The dielectric layer 60 can be used as the dielectric carrier layer 23 for forming the particle suspension layer 22, in addition to the use of the dielectric layer 60 for increasing the adhesion, decreasing the hydrophobicity, and the like.

Referring to fig. 6, a fifth embodiment of the present invention is shown, wherein a surface 212 of the stacked particle film 21 close to the substrate layer 10 releases a plurality of non-stable nanoparticles 24, the plurality of non-stable nanoparticles 24 enter the substrate layer 10 in a chemical or physical manner such as permeation, diffusion, etc. to form another particle suspension layer 11, in the manufacturing process, the substrate layer 10 may form the stacked particle film 21 on the substrate layer 10 in a manner of spraying, soaking, blade coating, roll coating, adsorption, spin coating, etc., or be formed in an environment such as high heat, high pressure, or vacuum, etc., then the non-stable nanoparticles 24 of the stacked particle film 21 permeate and diffuse in a chemical or physical manner to the substrate layer 10, and form the particle suspension layer 11 together with the substrate layer 10.

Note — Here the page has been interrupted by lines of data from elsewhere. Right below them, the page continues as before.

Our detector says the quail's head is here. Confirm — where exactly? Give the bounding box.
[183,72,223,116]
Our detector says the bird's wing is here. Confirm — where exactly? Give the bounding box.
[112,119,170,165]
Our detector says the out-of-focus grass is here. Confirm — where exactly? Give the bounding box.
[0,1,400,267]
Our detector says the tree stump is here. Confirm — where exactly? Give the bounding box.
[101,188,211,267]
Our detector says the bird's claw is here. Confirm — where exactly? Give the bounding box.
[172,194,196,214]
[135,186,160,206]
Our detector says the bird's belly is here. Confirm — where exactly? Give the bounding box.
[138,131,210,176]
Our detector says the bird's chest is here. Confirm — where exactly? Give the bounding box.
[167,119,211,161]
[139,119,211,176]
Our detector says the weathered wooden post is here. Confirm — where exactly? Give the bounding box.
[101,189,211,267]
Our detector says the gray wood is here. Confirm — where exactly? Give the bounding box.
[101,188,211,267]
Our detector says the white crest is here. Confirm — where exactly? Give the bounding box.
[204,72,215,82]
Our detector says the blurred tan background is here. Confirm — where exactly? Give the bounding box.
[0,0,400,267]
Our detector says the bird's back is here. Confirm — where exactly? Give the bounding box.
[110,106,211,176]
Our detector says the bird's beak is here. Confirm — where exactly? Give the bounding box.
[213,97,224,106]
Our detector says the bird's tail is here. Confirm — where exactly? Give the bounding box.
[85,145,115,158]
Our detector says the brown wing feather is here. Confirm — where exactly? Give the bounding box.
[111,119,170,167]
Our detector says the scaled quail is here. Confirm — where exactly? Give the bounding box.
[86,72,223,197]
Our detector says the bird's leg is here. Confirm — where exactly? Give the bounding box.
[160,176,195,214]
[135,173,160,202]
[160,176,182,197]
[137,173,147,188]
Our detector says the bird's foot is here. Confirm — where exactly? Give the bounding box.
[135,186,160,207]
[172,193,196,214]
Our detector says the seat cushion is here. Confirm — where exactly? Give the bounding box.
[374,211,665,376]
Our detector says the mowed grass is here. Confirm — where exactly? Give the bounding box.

Referring to fig. 7, a sixth embodiment of the present invention is shown, which is compared with the fifth embodiment, wherein the functional dielectric carrier layer 23 is further disposed on the particle stacked film layer 21, the surface 211 and the surface 212 of the particle stacked film layer 21 release a plurality of non-stable nanoparticles 24, and the plurality of non-stable nanoparticles 24 chemically or physically permeate and diffuse into the substrate layer 10 and the functional dielectric carrier layer 23 to form the particle suspension layer 11 and the particle suspension layer 22. The functions of the dielectric carrier layer 23 include adhesion, tearing, protection, scratch resistance, self-cleaning, electrical conductivity (flexible ITO conductive layer on solar cells or displays), anti-fogging, etc. The particle suspension layer 22 may also be formed with a functional layer 30. The function of the functional layer 30 is as described above and will not be described repeatedly.

Referring to fig. 8, in a seventh embodiment of the present invention, only the surface 212 of the stacked particle film 21 close to the substrate layer 10 releases the plurality of unstable nanoparticles 24, and chemically or physically permeates and diffuses into the substrate layer 10 to form the particle suspension layer 11, as compared with the fifth embodiment, the functional layer 30 may be formed on the stacked particle film 21. The function of the functional layer 30 is as described above and will not be described repeatedly.

In summary, the present invention is characterized in that:

1. visible light is used as an excitation light source, and the device can be used without cleaning the field, so that the requirement of 24-hour action is met.

2. When in use, no odor, no environmental toxicity and no harmful substances are generated, and the requirement of public health can be met.

3. Can be used in various places for a long time, effectively remove haze and inhibit bacteria, and maintain public health and safety.

4. No consumable material which needs to be replaced quantitatively or periodically, and no secondary pollution.

5. Can be used indoors, outdoors, vehicles and the like, and has low use limit.

6. Can be used for a long time without decline period.

The present invention may be embodied in other specific forms without departing from the spirit or essential attributes thereof, and it is therefore intended that all such changes and modifications as fall within the true spirit and scope of the invention as defined by the appended claims be interpreted in accordance with the breadth to which they are fairly, if not explicitly recited herein.